Wiping his face with the back of his palm, Manju turned his eyes towards his father, who did not move.
Next, the newsreader announced that the record for the highest cricket score by a Mumbai schoolboy, only recently held by Radha Kumar (388 runs), and surpassed by his own brother Manjunath (497), had now been super-surpassed.
A fifteen-year-old left-hander named T.E. Sarfraz Khan, batting at number four for IES Sule Guruji, in a Harris Cup match at the Fort Vijay Cricket Club, had broken Manju’s record by scoring 603 not out. He had flicked, cut and pulled for two days; and at the end of the match, he had gone in a car to Bandra to see Shah Rukh Khan, who had called him a teenage human skyscraper.
Mohan Kumar turned to his son. So this was the news. I am not the best anymore. Manju’s heart beat with guilt. He looked at his father’s shrunken face, and he felt his own face change. This was what came of spending too much time with that makad.
He went and stood by the fridge, looking at the stack of expensive cricket bats next to it. He felt unworthy of touching any of them.
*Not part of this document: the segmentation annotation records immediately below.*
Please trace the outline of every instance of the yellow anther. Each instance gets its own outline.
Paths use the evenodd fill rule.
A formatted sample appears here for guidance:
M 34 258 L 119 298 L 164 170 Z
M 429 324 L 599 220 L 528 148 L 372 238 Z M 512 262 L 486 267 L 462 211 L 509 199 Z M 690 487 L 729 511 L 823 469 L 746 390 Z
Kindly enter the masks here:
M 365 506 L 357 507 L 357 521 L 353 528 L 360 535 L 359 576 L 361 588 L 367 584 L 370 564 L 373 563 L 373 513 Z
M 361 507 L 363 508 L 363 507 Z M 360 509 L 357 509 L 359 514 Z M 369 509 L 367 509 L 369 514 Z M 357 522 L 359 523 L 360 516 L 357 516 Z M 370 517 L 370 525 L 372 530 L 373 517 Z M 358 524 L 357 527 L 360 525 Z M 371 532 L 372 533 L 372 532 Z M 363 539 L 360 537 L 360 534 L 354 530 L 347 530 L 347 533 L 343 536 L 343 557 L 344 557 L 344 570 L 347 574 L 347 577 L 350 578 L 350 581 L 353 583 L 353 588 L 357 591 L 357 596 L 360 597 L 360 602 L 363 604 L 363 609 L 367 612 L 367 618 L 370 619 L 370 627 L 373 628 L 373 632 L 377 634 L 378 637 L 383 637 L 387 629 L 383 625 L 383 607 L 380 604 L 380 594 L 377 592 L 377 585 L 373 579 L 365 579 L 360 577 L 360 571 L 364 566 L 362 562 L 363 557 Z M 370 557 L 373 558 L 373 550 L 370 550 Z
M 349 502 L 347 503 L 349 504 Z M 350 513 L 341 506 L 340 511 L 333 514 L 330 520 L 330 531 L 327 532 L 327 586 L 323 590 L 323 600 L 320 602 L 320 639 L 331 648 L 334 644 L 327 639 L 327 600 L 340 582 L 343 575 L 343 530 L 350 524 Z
Robusta!
That night, as he lay down to sleep, Manju saw the numerals ‘603’ burning in fire on the wall of his bedroom; he got out of bed and, forging a bat from the darkness, he took guard.
He lay down again, telling himself it was time to rest, so his chest could expand and his forearms strengthen, but could not sleep. Now he saw words in fire — on the inside of his eyelids.
Simile: The king was like a tiger in battle.
Metaphor: The king was a tiger in battle.
Epithet: The Tiger-King.
Apostrophe: O thou Tiger-King!
The two words (‘Tiger’ and ‘King’) drew together, tighter and tighter: until they fused and became something new, blacker than the darkness and brighter than fire.
Then it was as if a midnight sun split open his room: because Manjunath Kumar had understood the rhetoric.
In the morning he called Javed from a pay-phone, without wiping the receiver, and said he wanted to know more about the rhetoric. And about poetry.
And about everything.
•
The Gateway of India had vanished. The Taj Mahal Hotel was no more. The entire Indian Ocean? Boiled and evaporated.
‘Is that Ricky Pointing?’
And all because a middle-aged white man with greying hair, wearing a plain T-shirt and blue shorts, was standing in front of the Gateway, signing autographs. Hundreds were gathering.